Dr. Öğr. Üyesi Turgut Öztutgan, sigarayı bırakmanın kişiler üzerindeki etkisini ise şöyle söylüyor: “Sigarayı bıraktıktan 20 dakika sonra kalp atış hızı ve kan basıncı normale döner; 24 saat sonra kalp krizi riski düşmeye başlar; 2 ila 12 hafta sonra akciğer kapasitesi ve kan dolaşımı iyileşir; 1 yıl sonra koroner kalp hastalığı riski yarıya iner; 10 yıl sonra akciğer kanseri riski önemli ölçüde azalır; 15 yıl sonra kalp krizi riski, sigara içmeyen biriyle eşit hale gelir.”
PASİF İÇİCİLİK SANILDIĞI KADAR MASUM DEĞİL!

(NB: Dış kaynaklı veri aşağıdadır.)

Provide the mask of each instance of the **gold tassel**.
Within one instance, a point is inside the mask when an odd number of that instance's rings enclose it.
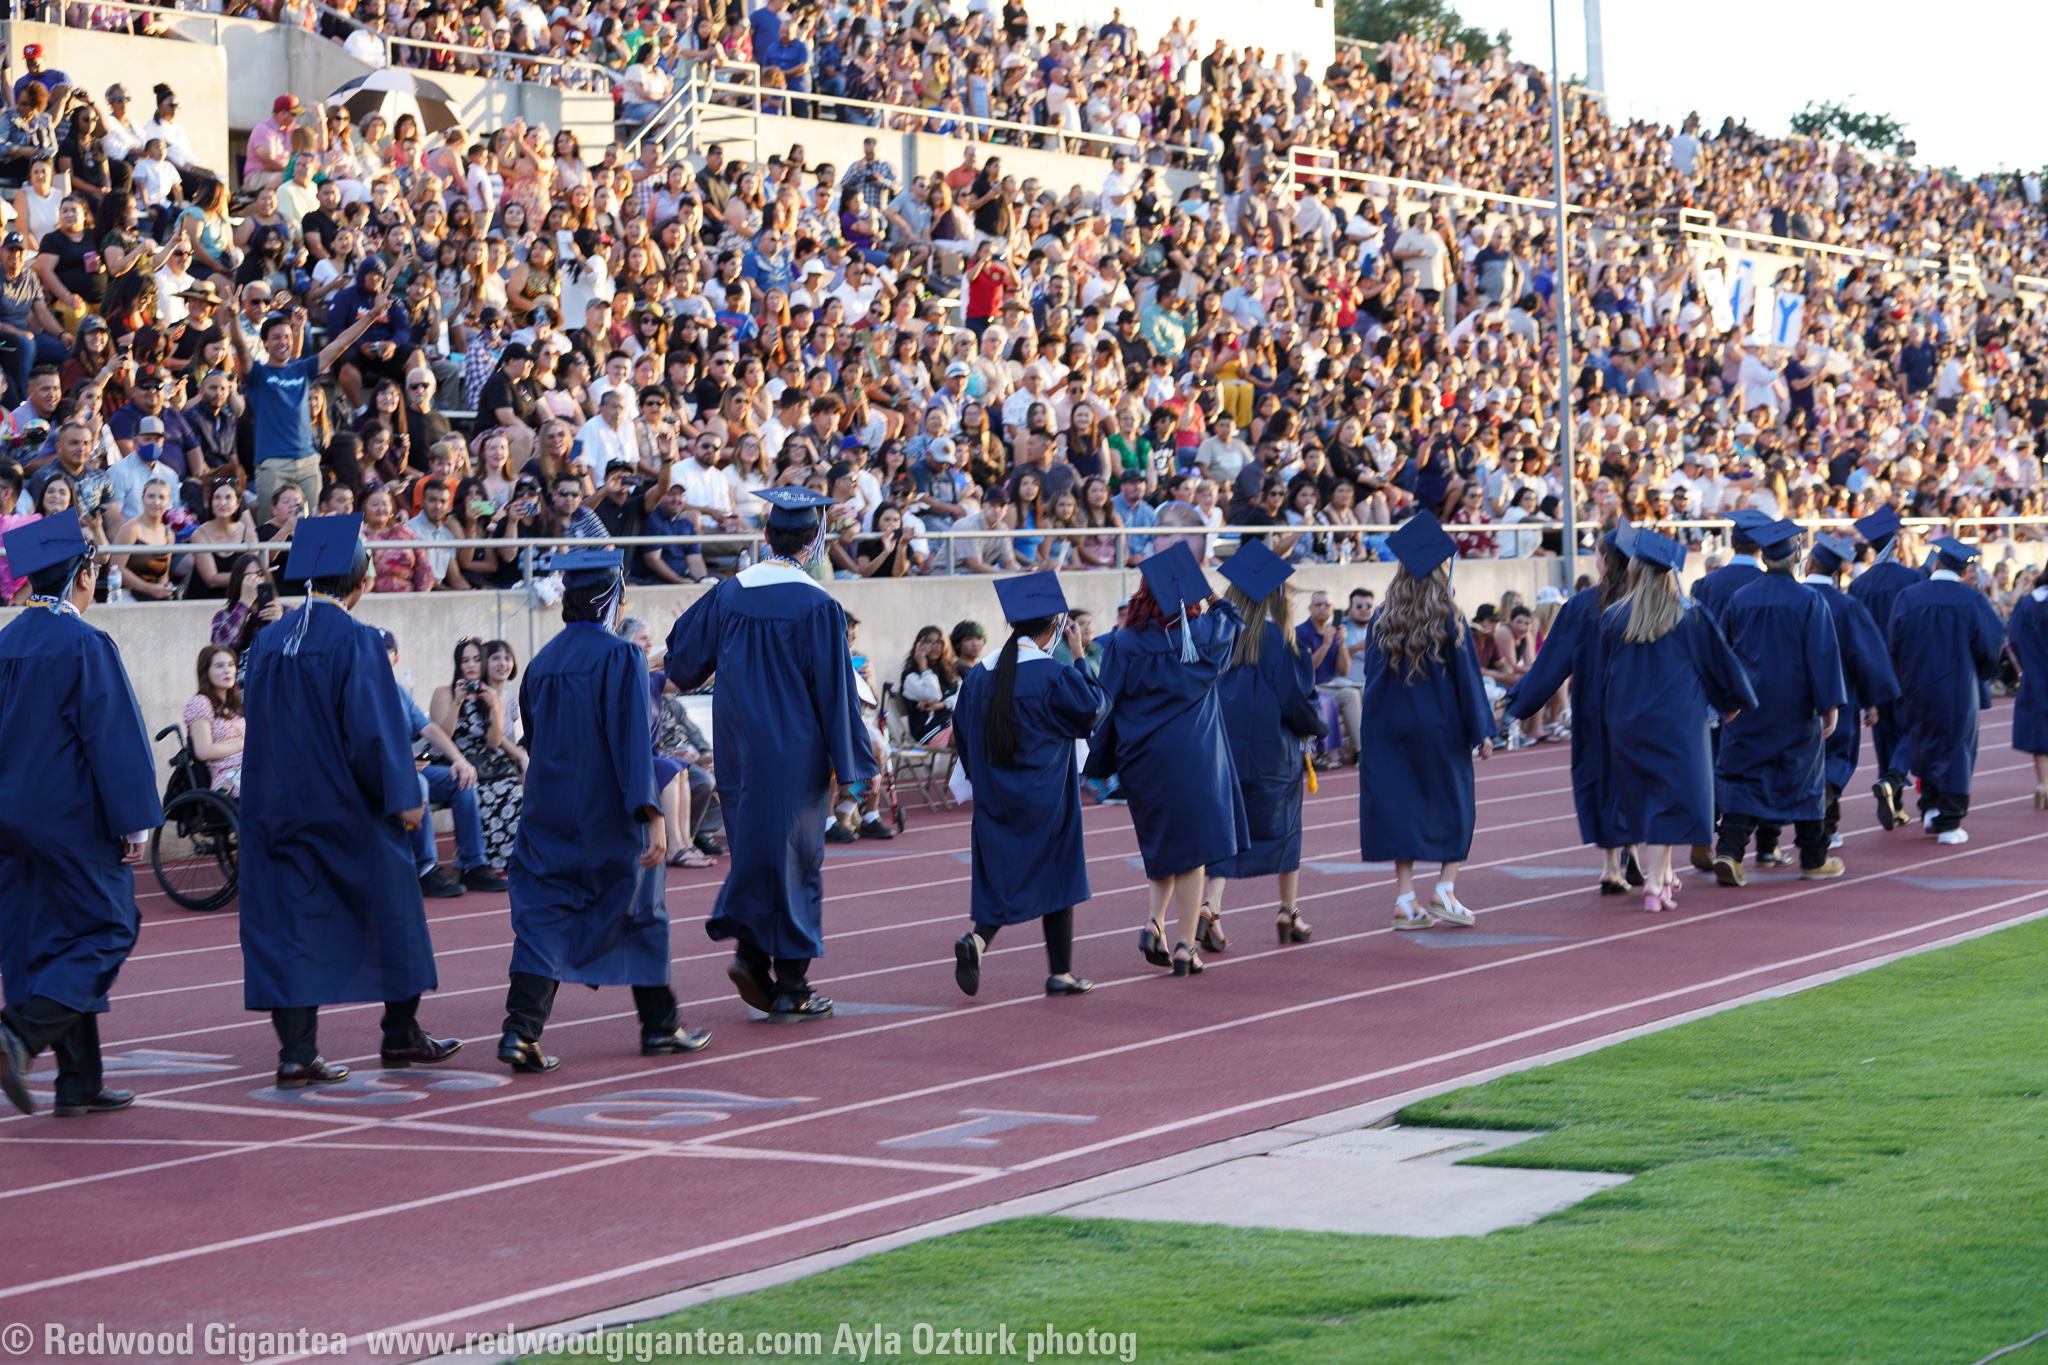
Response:
[[[1316,782],[1316,761],[1309,756],[1306,749],[1301,751],[1301,766],[1308,773],[1308,794],[1314,796],[1319,785]]]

Sigara içmeyen bireylerin sigara dumanına maruz kalması durumu olan pasif içiciliğin, ciddi sağlık sorunlarına yol açtığını belirten Dr. Öğr. Üyesi Turgut Öztutgan, “Her yıl 40 binden fazla sigara içmeyen yetişkin ve 400 bebek pasif içicilik nedeniyle hayatını kaybetmektedir. Yetişkinlerde pasif içicilik koroner kalp hastalığı riskini artırır; inme riskini yükseltir ve akciğer kanserine yol açabilir. Çocuklarda pasif içicilik ise solunum yolu enfeksiyonları (zatürre ve bronşit) riskini artırır; orta kulak enfeksiyonlarına neden olabilir; astım atağı sıklığını ve şiddetini artırır; Ani Bebek Ölümü Sendromu (SIDS) riskini yükseltir” diyor.
FARKINDALIK ÖNEMLİ
Pasif içicilikten korunmak için kapalı alanlarda sigara içiminin yasaklanmasının ve farkındalığın artırılmasının büyük önem taşıdığını belirten Dr. Öğr. Üyesi Turgut Öztutgan, “Bu kapsamda çeşitli önlemler alınabilir. Eğitim kampanyaları ile okullarda ve medyada farkındalık çalışmaları yürütülebilir. Yasal düzenlemelerle kapalı alanlarda tütün kullanımı tamamen yasaklanabilir. Toplum destekli projeler, örneğin "Duman-Sız Evler" gibi girişimlerle farkındalık oluşturulabilir. Ayrıca, sağlık hizmetleri kapsamında pasif içiciliğin zararlarını azaltmaya yönelik sağlık taramaları düzenlenebilir” şeklinde konuşuyor.